First time in over a month I have been able to sit down and work on a stick. Trying to get caught up. First project to finish is a cedar stick I started before the holidays. The wood spirit with a eagle on the top. I had completed the spirit and was starting on the top. I have run into a problem that was coverd up by a strip of thick bark. There is a flaw in the top of the stick that will prevent me from doing the eagle I had plan. There will not be room for a full beak. I am thinking I may be able to do a Bears head. Not sure yet. But I have completed texturing the grip. I will burn a line around the top and bottom of the wood rings at either end of the grip area and stain the rings mohogany and the grip with a ebony stain. Burning the lines contain the stain.
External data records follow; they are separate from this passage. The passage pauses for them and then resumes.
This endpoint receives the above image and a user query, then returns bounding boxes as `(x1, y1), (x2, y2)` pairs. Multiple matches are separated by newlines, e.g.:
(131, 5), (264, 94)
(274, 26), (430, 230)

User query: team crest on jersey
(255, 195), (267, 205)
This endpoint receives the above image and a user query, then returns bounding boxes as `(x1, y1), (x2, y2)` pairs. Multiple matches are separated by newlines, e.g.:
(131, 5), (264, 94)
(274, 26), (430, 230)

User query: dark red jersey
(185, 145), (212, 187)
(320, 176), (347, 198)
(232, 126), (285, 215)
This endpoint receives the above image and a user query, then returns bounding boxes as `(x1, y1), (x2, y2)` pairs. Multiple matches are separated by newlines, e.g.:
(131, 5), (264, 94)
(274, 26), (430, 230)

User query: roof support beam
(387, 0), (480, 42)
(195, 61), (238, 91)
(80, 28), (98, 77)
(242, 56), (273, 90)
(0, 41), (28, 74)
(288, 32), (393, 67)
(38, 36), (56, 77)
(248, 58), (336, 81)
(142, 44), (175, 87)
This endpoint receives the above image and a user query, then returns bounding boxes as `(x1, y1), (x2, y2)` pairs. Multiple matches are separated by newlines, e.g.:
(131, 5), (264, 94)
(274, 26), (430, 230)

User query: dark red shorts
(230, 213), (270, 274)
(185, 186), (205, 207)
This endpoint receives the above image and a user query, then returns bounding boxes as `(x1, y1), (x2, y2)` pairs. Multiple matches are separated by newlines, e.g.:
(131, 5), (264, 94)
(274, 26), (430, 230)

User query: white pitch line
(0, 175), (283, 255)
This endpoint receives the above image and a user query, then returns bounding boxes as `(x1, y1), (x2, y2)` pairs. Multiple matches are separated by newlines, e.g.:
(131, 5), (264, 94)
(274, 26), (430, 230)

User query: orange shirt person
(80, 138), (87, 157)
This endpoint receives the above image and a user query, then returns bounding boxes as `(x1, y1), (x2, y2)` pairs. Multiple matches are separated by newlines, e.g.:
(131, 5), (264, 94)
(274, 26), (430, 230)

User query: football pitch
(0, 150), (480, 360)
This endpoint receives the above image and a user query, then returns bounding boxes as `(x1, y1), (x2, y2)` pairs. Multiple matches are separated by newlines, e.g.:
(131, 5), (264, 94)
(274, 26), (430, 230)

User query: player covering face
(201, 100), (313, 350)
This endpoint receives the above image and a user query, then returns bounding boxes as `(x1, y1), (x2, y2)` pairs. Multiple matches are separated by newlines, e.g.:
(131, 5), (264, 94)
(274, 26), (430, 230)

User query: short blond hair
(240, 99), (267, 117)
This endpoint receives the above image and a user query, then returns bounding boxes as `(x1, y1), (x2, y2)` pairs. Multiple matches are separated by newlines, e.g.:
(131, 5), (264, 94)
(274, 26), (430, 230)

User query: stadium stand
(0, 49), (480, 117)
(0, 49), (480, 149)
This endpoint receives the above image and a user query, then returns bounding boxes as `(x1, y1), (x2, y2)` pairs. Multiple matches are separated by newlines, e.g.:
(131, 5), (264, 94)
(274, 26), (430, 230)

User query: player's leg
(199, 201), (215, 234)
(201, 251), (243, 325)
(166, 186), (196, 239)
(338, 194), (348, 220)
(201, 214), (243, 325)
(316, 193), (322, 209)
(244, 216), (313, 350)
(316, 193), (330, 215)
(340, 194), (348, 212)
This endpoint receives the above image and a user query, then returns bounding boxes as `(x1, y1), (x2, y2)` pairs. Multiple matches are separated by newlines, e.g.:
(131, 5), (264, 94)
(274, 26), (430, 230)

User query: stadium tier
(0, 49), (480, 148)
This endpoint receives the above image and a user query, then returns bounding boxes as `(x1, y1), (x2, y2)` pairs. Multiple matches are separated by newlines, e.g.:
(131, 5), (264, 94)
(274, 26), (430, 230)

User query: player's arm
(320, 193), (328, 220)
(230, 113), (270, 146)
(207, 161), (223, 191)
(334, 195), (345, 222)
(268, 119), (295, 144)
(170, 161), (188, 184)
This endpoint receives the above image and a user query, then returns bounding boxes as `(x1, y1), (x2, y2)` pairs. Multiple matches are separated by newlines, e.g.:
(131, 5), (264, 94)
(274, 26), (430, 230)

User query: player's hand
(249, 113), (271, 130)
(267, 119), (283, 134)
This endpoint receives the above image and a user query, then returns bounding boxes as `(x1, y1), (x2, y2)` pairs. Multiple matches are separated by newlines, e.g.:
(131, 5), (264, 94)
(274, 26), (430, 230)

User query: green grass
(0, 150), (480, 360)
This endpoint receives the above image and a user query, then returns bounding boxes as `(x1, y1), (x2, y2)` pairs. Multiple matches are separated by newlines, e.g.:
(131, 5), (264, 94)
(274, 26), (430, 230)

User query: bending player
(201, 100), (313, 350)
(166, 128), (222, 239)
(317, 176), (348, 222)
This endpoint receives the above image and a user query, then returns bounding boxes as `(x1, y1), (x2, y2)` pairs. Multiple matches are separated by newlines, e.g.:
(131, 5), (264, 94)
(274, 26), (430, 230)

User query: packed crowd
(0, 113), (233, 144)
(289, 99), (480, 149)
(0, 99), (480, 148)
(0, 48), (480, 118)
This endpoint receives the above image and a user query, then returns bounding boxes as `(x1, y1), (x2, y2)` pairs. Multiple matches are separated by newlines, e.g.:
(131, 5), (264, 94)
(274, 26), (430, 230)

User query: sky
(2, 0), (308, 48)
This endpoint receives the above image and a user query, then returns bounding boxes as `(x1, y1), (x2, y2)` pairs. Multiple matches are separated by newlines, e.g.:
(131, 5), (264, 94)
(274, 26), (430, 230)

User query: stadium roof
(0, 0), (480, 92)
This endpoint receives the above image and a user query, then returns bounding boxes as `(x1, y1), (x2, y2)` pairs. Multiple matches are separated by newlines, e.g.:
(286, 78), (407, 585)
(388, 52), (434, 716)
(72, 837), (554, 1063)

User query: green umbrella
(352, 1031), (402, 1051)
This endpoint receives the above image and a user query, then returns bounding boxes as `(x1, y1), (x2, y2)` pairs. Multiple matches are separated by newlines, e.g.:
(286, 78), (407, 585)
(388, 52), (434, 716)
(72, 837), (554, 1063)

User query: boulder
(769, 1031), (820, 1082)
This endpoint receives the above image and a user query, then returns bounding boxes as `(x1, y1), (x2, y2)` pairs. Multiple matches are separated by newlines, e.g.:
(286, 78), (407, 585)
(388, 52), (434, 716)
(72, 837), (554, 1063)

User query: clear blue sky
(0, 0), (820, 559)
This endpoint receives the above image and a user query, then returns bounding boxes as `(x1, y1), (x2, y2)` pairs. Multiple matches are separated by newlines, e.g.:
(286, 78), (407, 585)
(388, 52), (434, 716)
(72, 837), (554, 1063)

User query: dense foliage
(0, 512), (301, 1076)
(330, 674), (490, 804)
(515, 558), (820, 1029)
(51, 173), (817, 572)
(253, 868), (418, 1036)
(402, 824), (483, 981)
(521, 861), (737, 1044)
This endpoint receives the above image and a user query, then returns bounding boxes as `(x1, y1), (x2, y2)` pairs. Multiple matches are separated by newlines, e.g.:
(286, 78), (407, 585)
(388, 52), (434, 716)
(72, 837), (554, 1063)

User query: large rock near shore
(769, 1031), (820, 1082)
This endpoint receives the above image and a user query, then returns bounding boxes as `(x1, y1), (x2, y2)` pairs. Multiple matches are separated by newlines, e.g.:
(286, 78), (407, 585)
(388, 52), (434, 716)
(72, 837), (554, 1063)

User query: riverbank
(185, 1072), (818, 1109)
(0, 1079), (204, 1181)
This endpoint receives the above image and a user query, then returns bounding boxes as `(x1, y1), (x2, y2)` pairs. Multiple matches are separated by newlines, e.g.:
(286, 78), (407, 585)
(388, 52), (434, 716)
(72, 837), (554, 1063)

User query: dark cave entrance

There is a lot of reddish colors, blacks and brown. in the stick it self so I think the mohogany and ebony will look very good.


----------



## MJC4 (Mar 6, 2014)

Perhaps you could add a dowel on the stick for the beak?

Also I know you have posted it somewhere on the forums but I can't find it, I am wondering what size gouge you use for grip texturing?

I use a dremel on mine, but I like the look of your grip areas done with the gouge.


----------



## CV3 (Jan 30, 2014)

I do not think a dowel will work with this one Mark. I will be doing a natural finish and and there are to many colors in the wood. A dowel would really stand out. It looks like there will be room for a bear snout.

I texture using a # 8 3/8" palm chisel. Most of the time. Making random cuts around the grip area. I have used a # 6 3/8 gouge also. I fined the # 8 gives me the flexibility I like in depth of the texturing cut, some shallower than others. I will lightly sand the edges of the textured cuts before I finish it.


----------



## Gloops (Jan 23, 2015)

Hi, referring to Eagle head, have you given any thought of letting a piece of horn in to make the beak, it looks more natural and is strong if the stick is dropped ?


----------



## CV3 (Jan 30, 2014)

Gloops said:


> Hi, referring to Eagle head, have you given any thought of letting a piece of horn in to make the beak, it looks more natural and is strong if the stick is dropped ?


Horn would blind with the colors. Something to consider for a future project. But the shape I now have to work with does not lend it self to attachments.


----------



## cobalt (Nov 14, 2013)

Back in the shop ,to cold wet and poor light here but need to get back in there to finish and start other projects off.

Th stick looks good as usual , be interestting to see the finish stick as like the rest of the people here just nosey and looking for more ideas myself

I also like useing horn for beaks etc it works very well, some people use antler for those birds that have long beaks such as the waders.


----------